Cardiovascular diseases (CVDs) constitute a serious health problem, being the major cause of mortality and morbidity worldwide, and their
prevalence is still increasing. CVDs comprise a
group of disorders of the heart and blood vessels,
for example, coronary heart disease, cerebrovascular disease and peripheral arterial disease,
among others. Heart attacks and strokes, despite
usually corresponding to acute events, are also
classified as CVDs. There has been a huge advance
in the pharmacological and surgical therapies for
CVDs, which resulted in symptom mitigation and
in the reduction of disease progression; however,
there is still a lack of effective therapies to effectively cure and treat CVDs. Therefore, gene therapy appears as a promising strategy for the
treatment of both inherited and acquired CVDs
gene.
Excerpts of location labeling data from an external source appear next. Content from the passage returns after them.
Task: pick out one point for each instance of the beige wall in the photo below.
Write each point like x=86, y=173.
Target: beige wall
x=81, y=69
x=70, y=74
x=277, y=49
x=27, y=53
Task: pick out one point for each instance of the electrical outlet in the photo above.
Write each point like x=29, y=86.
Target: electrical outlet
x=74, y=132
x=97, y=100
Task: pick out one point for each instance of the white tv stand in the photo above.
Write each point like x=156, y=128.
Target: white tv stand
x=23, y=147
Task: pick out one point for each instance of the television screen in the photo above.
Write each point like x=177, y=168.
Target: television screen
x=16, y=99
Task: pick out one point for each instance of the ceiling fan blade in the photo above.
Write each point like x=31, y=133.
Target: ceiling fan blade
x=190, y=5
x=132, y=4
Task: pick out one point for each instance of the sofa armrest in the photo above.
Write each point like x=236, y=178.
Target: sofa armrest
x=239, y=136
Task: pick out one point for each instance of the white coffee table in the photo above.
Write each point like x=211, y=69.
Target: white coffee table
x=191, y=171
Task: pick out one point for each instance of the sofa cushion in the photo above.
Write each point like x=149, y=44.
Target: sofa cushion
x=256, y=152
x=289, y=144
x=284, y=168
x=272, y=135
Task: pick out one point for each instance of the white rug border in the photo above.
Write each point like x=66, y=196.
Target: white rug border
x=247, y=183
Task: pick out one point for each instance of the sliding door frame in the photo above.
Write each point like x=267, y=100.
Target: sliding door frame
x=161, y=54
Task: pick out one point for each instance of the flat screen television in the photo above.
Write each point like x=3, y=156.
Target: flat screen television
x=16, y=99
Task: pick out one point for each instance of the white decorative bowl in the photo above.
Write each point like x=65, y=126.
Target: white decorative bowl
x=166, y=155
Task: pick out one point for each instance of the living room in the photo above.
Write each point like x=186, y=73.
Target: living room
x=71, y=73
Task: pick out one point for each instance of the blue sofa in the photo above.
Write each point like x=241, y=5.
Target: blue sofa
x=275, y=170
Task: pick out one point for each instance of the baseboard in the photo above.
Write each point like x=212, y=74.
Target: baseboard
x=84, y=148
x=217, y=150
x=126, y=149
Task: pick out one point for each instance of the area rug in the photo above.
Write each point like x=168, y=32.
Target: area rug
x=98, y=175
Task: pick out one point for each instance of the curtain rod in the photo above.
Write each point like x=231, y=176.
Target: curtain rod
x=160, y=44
The potential of gene therapy in the context
of CVDs became very clear a long time ago when
direct intra-arterial gene transfer was performed
using endovascular catheter techniques [19]. In
fact, the multiplicity of surgical techniques used
for the different CVDs contributed to the extensive
gene therapy trials performed for these diseases, as
several administration routes have already been
tested and established (Table 9.5).
In terms of vectors, the first attempts used
non-viral methods; however, similarly to other
applications, viral vectors have become the preferable system in CVD studies. In this group,
there are studies using adenoviral vectors, AAV
vectors and lentiviral vectors. In the case of AAV
vectors, serotypes 1, 6, 8 and 9 have been identified to have a good tropism for cardiac tissue,
after systemic delivery.
Another important issue regarding gene therapy studies for CDVs is the therapeutic genes to
transfer. The most promising results were
obtained with genes that induce angiogenesis or
vasculogenesis or genes that encode for proteins
involved in the cardiomyocytes Ca2+ pathway
(Table 9.6). Nevertheless, several other genes
were also studied [20], although until now no
gene therapy product has been approved.